Estamos longe de ter um aproveitamento ótimo dos recursos hídricos dos nossos rios. O aproveitamento destes recursos necessita da construção de barragens de diferentes portes. Assim, deve ser promovido um amplo debate nacional sobre a viabilidade de um programa de construção de barragens nos nossos rios, com a liderança da hidroeletricidade, fonte energética bastante adequada à transição mundial, relacionado com as mudanças climáticas. Seria importante reexaminar a grande experiência nacional nas mais de 1.000 usinas hidroelétricas, de todos os tipos e portes, onde na grande maioria delas, o balanço de benefícios e custos, considerando todos os aspectos econômicos e socioambientais, inclusive para as comunidades que vivem nas proximidades das usinas, é favorável. 
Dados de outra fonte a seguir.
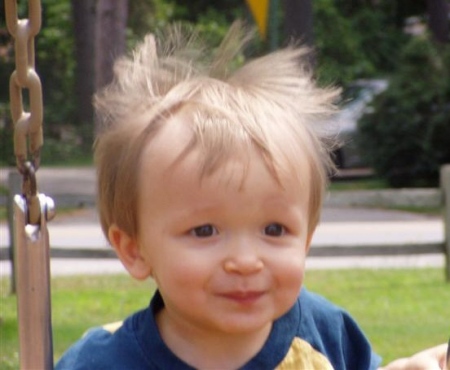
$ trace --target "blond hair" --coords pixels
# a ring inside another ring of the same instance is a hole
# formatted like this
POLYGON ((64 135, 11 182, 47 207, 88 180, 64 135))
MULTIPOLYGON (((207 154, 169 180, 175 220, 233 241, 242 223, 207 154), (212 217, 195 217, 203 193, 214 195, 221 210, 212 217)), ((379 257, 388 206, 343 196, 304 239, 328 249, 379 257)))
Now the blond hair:
POLYGON ((192 140, 184 153, 201 150, 207 176, 237 152, 257 148, 271 173, 310 181, 310 232, 316 227, 332 168, 329 143, 319 122, 334 111, 338 91, 316 86, 302 63, 307 50, 289 46, 249 61, 234 71, 249 33, 234 24, 214 57, 195 34, 173 26, 164 37, 145 37, 132 57, 115 64, 115 80, 95 97, 102 122, 95 143, 98 207, 105 235, 115 223, 138 232, 138 176, 141 152, 168 119, 183 111, 192 140), (187 112, 187 115, 184 113, 187 112), (295 145, 276 139, 282 132, 295 145), (299 173, 303 155, 310 178, 299 173))

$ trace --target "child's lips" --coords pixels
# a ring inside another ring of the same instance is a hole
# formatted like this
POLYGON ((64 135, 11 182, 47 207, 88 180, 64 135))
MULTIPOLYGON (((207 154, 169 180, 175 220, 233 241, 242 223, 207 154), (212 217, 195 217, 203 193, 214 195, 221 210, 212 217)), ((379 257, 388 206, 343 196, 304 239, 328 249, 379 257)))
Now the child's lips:
POLYGON ((240 304, 251 304, 259 300, 264 294, 265 291, 261 290, 237 290, 220 293, 219 296, 240 304))

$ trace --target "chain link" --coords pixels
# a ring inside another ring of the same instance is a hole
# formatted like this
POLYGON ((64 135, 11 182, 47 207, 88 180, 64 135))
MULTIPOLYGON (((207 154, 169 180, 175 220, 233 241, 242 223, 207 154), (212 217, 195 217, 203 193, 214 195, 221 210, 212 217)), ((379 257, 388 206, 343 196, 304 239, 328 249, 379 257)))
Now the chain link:
POLYGON ((28 0, 28 18, 19 19, 17 0, 5 0, 6 26, 14 37, 16 70, 9 82, 11 117, 14 123, 14 154, 23 175, 23 195, 29 207, 29 222, 38 223, 40 211, 35 172, 39 168, 44 143, 42 87, 35 70, 34 38, 42 18, 40 0, 28 0), (29 112, 24 110, 23 91, 28 90, 29 112), (30 155, 28 153, 30 152, 30 155), (30 184, 33 184, 30 186, 30 184))

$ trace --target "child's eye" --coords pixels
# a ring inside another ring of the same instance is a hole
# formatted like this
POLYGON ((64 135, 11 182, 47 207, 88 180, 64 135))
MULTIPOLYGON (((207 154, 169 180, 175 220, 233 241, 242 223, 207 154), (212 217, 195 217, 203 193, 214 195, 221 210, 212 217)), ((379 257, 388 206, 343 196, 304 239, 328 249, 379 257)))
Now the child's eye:
POLYGON ((282 236, 285 232, 285 227, 277 223, 269 224, 264 228, 264 234, 267 236, 282 236))
POLYGON ((190 231, 190 234, 197 238, 208 238, 217 234, 217 229, 211 224, 197 226, 190 231))

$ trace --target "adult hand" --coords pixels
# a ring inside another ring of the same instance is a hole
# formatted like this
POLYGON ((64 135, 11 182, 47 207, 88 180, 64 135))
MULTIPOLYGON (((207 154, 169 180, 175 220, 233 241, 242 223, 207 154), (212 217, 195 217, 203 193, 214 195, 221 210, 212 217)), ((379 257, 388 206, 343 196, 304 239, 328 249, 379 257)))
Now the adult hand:
POLYGON ((447 344, 426 349, 407 358, 395 360, 379 370, 447 370, 447 344))

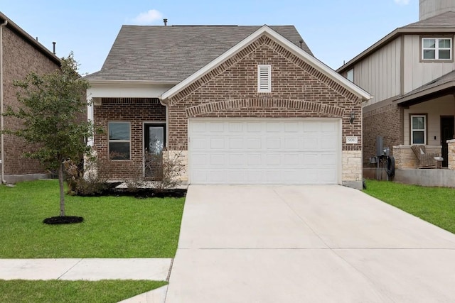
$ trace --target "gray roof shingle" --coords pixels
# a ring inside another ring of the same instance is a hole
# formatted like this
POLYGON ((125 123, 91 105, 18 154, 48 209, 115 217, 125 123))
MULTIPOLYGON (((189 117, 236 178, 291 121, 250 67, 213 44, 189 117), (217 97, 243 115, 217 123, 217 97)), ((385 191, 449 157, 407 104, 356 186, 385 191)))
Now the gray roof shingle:
MULTIPOLYGON (((101 70, 88 79, 181 82, 261 26, 123 26, 101 70)), ((293 26, 270 26, 300 46, 293 26)), ((302 48, 313 55, 305 42, 302 48)))
MULTIPOLYGON (((397 98, 397 100, 400 100, 402 99, 410 99, 412 96, 416 95, 420 92, 424 92, 425 91, 430 91, 432 89, 434 88, 437 89, 440 89, 438 87, 444 85, 446 83, 449 82, 455 82, 455 70, 448 72, 437 79, 430 81, 429 82, 424 84, 424 85, 417 87, 417 89, 405 94, 404 95, 397 98)), ((425 92, 424 94, 427 92, 425 92)))
POLYGON ((408 24, 402 28, 455 28, 455 11, 447 11, 428 19, 408 24))

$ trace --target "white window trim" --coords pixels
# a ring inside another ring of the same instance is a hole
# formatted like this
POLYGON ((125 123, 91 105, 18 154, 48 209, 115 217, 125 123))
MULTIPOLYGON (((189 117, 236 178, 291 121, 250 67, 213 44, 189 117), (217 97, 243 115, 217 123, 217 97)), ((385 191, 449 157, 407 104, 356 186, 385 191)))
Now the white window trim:
POLYGON ((427 145, 427 116, 426 115, 411 115, 411 145, 427 145), (423 118, 424 119, 424 143, 414 143, 414 131, 422 131, 421 129, 414 130, 412 128, 412 119, 413 118, 423 118))
POLYGON ((107 157, 109 158, 109 160, 110 160, 111 161, 130 161, 131 160, 131 133, 132 132, 132 129, 131 129, 131 122, 129 121, 107 121, 107 157), (128 125, 129 126, 129 140, 111 140, 109 138, 109 123, 128 123, 128 125), (111 159, 110 158, 110 143, 111 142, 119 142, 119 143, 122 143, 122 142, 128 142, 129 143, 129 158, 128 159, 111 159))
POLYGON ((351 82, 354 82, 354 69, 351 68, 348 71, 346 72, 346 79, 350 81, 351 82))
POLYGON ((453 43, 452 43, 452 38, 450 37, 439 37, 439 38, 435 38, 435 37, 423 37, 422 38, 422 50, 421 50, 421 58, 422 61, 432 61, 432 60, 438 60, 438 61, 449 61, 452 60, 452 49, 453 49, 454 46, 453 46, 453 43), (435 43, 434 43, 434 48, 424 48, 424 40, 427 40, 427 39, 434 39, 436 40, 435 43), (450 40, 450 48, 439 48, 439 40, 450 40), (427 50, 434 50, 434 58, 432 59, 427 59, 424 57, 424 51, 427 50), (439 50, 450 50, 450 58, 449 59, 439 59, 439 50))
POLYGON ((272 65, 257 65, 257 92, 272 92, 272 65))

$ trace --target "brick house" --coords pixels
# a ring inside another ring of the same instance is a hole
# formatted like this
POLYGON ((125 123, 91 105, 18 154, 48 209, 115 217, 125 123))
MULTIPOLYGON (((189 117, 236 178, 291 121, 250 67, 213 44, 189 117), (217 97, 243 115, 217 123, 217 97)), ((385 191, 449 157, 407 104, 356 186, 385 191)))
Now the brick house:
POLYGON ((422 145, 455 170, 449 153, 455 145, 455 0, 419 4, 419 21, 397 28, 337 70, 374 96, 363 103, 364 165, 382 136, 398 169, 417 167, 410 148, 422 145))
MULTIPOLYGON (((33 71, 47 73, 59 68, 60 60, 22 28, 0 13, 0 109, 17 107, 13 82, 33 71)), ((1 129, 21 127, 20 121, 0 114, 1 129)), ((9 135, 2 135, 0 143, 1 178, 5 183, 46 176, 38 161, 24 158, 26 143, 9 135)))
POLYGON ((370 95, 294 26, 124 26, 87 79, 88 119, 107 130, 91 144, 112 179, 164 150, 183 150, 190 184, 362 186, 370 95))

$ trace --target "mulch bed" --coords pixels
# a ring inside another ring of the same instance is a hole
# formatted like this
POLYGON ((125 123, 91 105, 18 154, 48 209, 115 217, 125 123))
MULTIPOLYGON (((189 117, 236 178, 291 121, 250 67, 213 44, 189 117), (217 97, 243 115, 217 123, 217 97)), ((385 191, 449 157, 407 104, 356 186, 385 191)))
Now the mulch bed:
POLYGON ((181 198, 186 196, 186 189, 173 188, 164 189, 156 189, 151 188, 117 188, 117 187, 122 184, 121 182, 109 182, 105 188, 101 192, 96 194, 83 194, 77 193, 77 196, 81 197, 102 197, 102 196, 114 196, 114 197, 134 197, 138 199, 144 198, 181 198))
POLYGON ((63 216, 46 218, 43 220, 43 223, 46 223, 46 224, 71 224, 73 223, 80 223, 82 221, 84 221, 84 218, 82 216, 63 216))

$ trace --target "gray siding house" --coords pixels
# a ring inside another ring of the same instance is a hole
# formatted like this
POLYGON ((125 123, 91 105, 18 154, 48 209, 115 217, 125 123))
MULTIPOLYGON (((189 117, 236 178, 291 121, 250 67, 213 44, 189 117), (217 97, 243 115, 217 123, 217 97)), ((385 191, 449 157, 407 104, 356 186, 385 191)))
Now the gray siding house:
POLYGON ((373 95, 363 104, 365 167, 376 154, 376 137, 382 136, 398 169, 417 167, 410 147, 420 145, 455 170, 454 35, 455 1, 421 0, 419 21, 397 28, 337 70, 373 95))

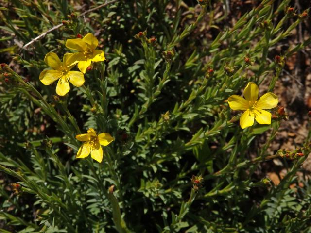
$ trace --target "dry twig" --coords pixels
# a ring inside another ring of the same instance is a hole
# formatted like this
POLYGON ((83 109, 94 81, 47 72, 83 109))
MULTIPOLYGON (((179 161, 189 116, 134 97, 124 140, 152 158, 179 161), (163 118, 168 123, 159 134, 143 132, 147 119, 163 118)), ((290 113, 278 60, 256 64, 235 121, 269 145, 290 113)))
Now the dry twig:
MULTIPOLYGON (((109 5, 109 4, 112 4, 112 3, 114 3, 115 2, 116 2, 117 1, 118 1, 117 0, 113 0, 112 1, 106 2, 102 4, 102 5, 100 5, 99 6, 97 6, 96 7, 94 7, 94 8, 90 9, 89 10, 87 10, 86 11, 85 11, 84 12, 83 12, 81 15, 79 15, 78 16, 78 17, 84 17, 86 14, 87 14, 88 13, 89 13, 90 12, 92 12, 93 11, 95 11, 96 10, 98 10, 99 9, 100 9, 100 8, 101 8, 102 7, 104 7, 104 6, 106 6, 107 5, 109 5)), ((31 41, 30 41, 29 42, 27 43, 26 45, 25 45, 24 46, 23 46, 23 47, 21 48, 21 50, 23 50, 23 49, 26 49, 27 47, 29 46, 30 45, 33 44, 34 42, 35 42, 35 41, 37 41, 38 40, 41 39, 42 38, 43 38, 44 36, 45 36, 45 35, 47 34, 48 34, 48 33, 52 32, 52 31, 56 30, 56 29, 58 29, 58 28, 60 28, 62 26, 63 26, 63 23, 60 23, 60 24, 58 24, 58 25, 57 25, 56 26, 55 26, 53 27, 52 28, 50 28, 48 31, 46 31, 46 32, 44 32, 42 34, 40 34, 40 35, 39 35, 36 37, 35 37, 35 38, 34 39, 32 39, 31 41)))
O sistema interligado nacional de geração hidro/térmico/eólico/solar necessita aumentar o seu armazenamento, o que foi observado nas crises de suprimento energético que ocorreram nas últimas décadas, especialmente na crise hídrica de 2021. Para isso, o Brasil necessita voltar a construir reservatórios de regularização nos locais que apresentem condições favoráveis para sua implantação, inclusive usinas reversíveis sazonais, úteis para otimizar a operação das usinas hidroelétricas a fio d’água dos rios da região Amazônica e das fontes intermitentes eólicas e solares - estas últimas, com perspectivas de participação crescente na matriz nacional de oferta de energia elétrica.


Altino Ventura FILHO
É Engenheiro Eletricista formado pela Escola de Engenharia da Universidade Federal de Pernambuco. Exerceu, na Eletrobras, durante cerca de 25 anos, atividades de Planejamento do Sistema Eletro-energético nacional. Foi Chefe de Departamento, Assistente da Diretoria e Secretário Executivo do Grupo Coordenador do Planejamento dos Sistemas Elétricos. Foi Presidente da Eletrobras, Diretor Técnico Executivo e Diretor Geral Brasileiro da Itaipu Binacional e Secretário de Planejamento e Desenvolvimento Energético do Ministério de Minas e Energia. Atualmente exerce suas atividades junto à Academia Pernambucana de Engenharia e à Academia Nacional de Engenharia.